On ne voit ici nulle peur du ridicule, nul réflexe de subordination prudente aux dictats de la (fausse) science, mais la volonté de mener résolument le combat intellectuel. Une chose est donc la crainte légitime de ridiculiser la foi par nos insuffisances et nos maladresses, si nous invoquons mal-à-propos les Écritures pour défendre une interprétation erronée d’un fait avéré ; autre chose est de s’incliner d’avance devant l’autorité factice de théories fausses autant qu’impies, puisqu’il s’agit d’armes persuasives conçues et maniées par l’athéisme sous couvert de science.[13] Or la peur est mauvaise conseillère, même en politique. Saint Paul nous exhorte à prêcher la vérité à temps et à contretemps. Il convient donc de s’assurer d’abord du bien fondé des thèses défendues, de leur conformité avec les faits. Mais une fois passé ce test – et il peut durer des années – la peur du ridicule doit être surmontée : il serait même déraisonnable de ne pas la vaincre. Comment bien défendre la foi en reniant pratiquement la supériorité de la Parole de Dieu sur les vaticinations darwiniennes ? Selon le mot d’un académicien, par ailleurs Président d’honneur de la Libre Pensée, le biologiste agnostique Jean Rostand : « Pour expliquer l’évolution des espèces, certains biologistes font appel à de mystérieuses causes directrices. (…) A quoi bon déranger le surnaturel pour ne le faire œuvrer que dans le style de la nature ? »[14]On ne saurait mieux dire !


[1] La vie et la correspondance de Charles Darwin, avec un chapitre autobiographique, publiés par son fils M. Francis Darwin(1887), Trad. fr.

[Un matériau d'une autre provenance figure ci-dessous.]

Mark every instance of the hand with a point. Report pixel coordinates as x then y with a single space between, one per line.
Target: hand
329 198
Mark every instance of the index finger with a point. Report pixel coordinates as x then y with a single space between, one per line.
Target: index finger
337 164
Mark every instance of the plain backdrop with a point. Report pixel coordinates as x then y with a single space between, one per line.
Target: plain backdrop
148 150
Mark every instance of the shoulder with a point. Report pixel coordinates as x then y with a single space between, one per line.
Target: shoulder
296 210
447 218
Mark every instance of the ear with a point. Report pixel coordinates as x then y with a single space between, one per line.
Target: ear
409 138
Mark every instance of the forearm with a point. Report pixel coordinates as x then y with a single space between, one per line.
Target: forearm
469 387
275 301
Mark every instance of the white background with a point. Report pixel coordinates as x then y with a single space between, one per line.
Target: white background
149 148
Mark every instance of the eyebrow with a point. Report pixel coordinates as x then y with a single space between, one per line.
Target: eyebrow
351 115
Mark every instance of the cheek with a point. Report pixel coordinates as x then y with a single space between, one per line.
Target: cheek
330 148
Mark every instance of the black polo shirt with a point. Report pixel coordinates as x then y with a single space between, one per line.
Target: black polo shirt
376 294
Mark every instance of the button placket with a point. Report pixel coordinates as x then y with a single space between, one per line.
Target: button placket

Reinwald, 1888, t. I, p. 90.

[2] La vie et la correspondance de Charles Darwin, op. cit., T. II, p. 83., souligné par nous.

[3] Cf. Maurice Allais, « Pour une véritable déontologie scientifique », Le Cep n°36, p. 8 squ.

[4] De Gen. ad Lit., L.I, cap. 19 (P.L. 34, col. 261).

[5] Déclaration aux étudiants catholique de la Sorbonne, 15 avril 1953.

[6] De Gen. ad lit., Imperfectus liber, cap. 15, P.L. 34, col. 240.

[7] Ibidem.

[8] De Gen. ad lit., lib. 4, cap. 12 (P.L. 34, col.304).

[9] Ibid., lib. 1, cap. 18 (P.L. 34, col. 260).

[10] W.R. Thompson, Nouvelle Introduction provocatrice à L’Origine des Espèces, trad. fr. in Le Cep n° 52, p. 21.

[11] Comment d’ailleurs qualifier la foi résiduelle de ceux qui écartent d’un revers de main la lettre de l’Écriture ?

[12] De Gen. ad lit., Lib. 1, cap. 21 (P.L. 34, col. 262), souligné par nous.

[13] « L’évolution est une religion », déclarait un de ses grands-prêtres, Michaël Ruse, le 13 mai 2000 (cf. Le Cep n° 52, p. 9).

[14] J. Rostand, Carnets d’un biologiste, Paris, Stock, 1959, p. 87.